Monday, February 11, 2013

Liberals biased towards Trader Joe's? Conservatives for Walmart?


A recent story on the Pacific Standard web site -- which has since been repeated on the Huffington Post and many other aggregators’ sites -- purports to ‘explain’ liberals’ bias towards stores like Trader Joe’s, and conservatives’ bias towards Walmart.

Color me skeptical.
The underlying academic study was published by a researcher named Vishal Singh in the journal Psychological Science. It was, in fact, not a study of Trader Joe’s vs. Walmart per se, or the two chains’ customers. Rather, it associated religiosity and a tendency to vote Republican in conservative-leaning counties with those counties’ consumers’ tendency to favor branded over generic products. 

The research was a bland piece of statistical meta-analysis.
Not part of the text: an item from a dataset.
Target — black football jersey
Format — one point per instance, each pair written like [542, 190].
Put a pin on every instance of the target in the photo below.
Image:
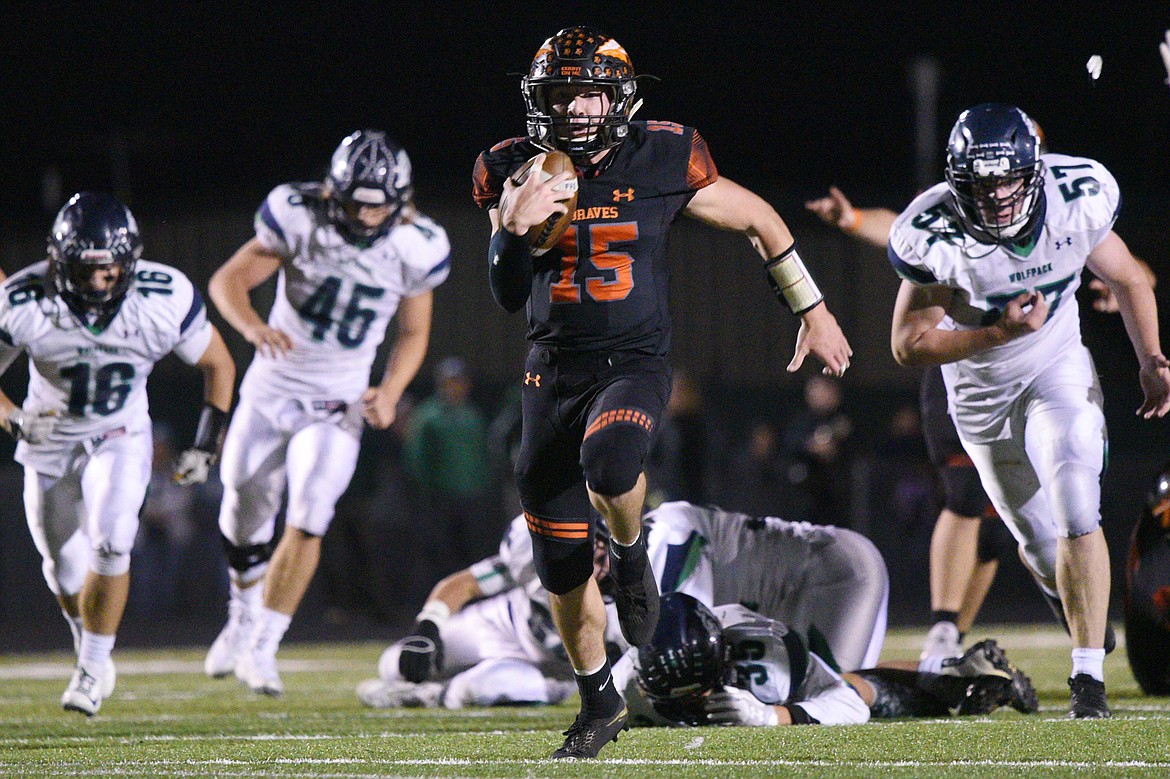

Journalists who picked up the story turned it into a meme by leaping to the conclusion that it provided scientific confirmation of their own opinions about Trader Joe’s and Walmart customers.

From my perspective as an expert on Trader Joe’s, the conclusion is flawed. It was wrong to cast Trader Joe’s as a supplier of generic products, for the simple reason that to Trader Joe’s customers, ‘Trader Joe’s’ is a highly-desirable brand in its own right.

I’m not surprised that the ‘journalists’ who repeated Pacific Standard’s flawed conclusion believe that liberals are biased towards Trader Joe’s. Until very recently, almost all Trader Joe’s stores were located in blue states. Likewise, Walmart stores tend to serve consumers who live outside of the U.S.’ largest urban centers. (There’s not a single Walmart anywhere on the San Francisco peninsula, nor is there a Walmart anywhere in Manhattan or Brooklyn.) If there are no Walmart stores in such big liberal enclaves, it’s not surprising Walmart customers skew conservative.  

The truth is always more complex. 

The Trader Joe’s store where I worked, in Kansas City, served a diverse population. Two miles to the east, there was a neighborhood that was poor, high-crime, and mostly African-American. I served lots of customers who Mitt Romney would have happily characterized as congenitally Democrat -- members of the 47% of the population subsisting on hand-outs. Two miles to the west of my store was the posh suburb of Mission, KS. You can be sure shoppers coming from the west voted Republican. 

I’m not surprised, either, by the sketchy merit of the underlying study, in spite of Psychological Science’s claim to be one of the top-10 peer-reviewed journals in its area.  This study’s not based on actually observing the purchasing habits of conservative consumers, or even on surveys of such consumers. 

Singh’s study analyzed “a comprehensive database that tracks weekly store sales of thousands of products. Focusing on 416 counties which collectively represent 47 percent of the U.S. population, they calculated the market share of generics in 26 categories, including coffee, deodorant, and peanut butter.” Reports don’t suggest the researchers are capable of parsing the subtle distinction between ‘generic’ and ‘own-brand’ products.

I don’t know enough about the database to comment on the likelihood that it reflects total consumption. But even if the database included all grocery purchases -- which it certainly doesn’t -- Singh merely proves that counties in which a high percentage of the population self-report as religious and/or Republican are also counties in which sales of generic products (and newly introduced branded products) lag. Singh’s research doesn’t -- and can’t -- prove that those religious and/or Republican consumers are the very same people eschewing generics.

In fact, the research doesn’t actually prove that anyone is rejecting generics. What it proves is that academic psychologists don’t know anything about the grocery business.

Walmart, for example, is the largest grocery retailer in the U.S., and it concentrates on selling national brands and deemphasizes generics. As noted above, Walmart skews rural-to-small-city. Religiosity and Republican voting patterns also skew that way. So, an inverse relationship between generic products and religiosity/Republicanism is an expected association, and doesn’t necessarily mean those religious, Republican consumers are consciously avoiding generics. It only means that the stores where they shop push brands, not generics.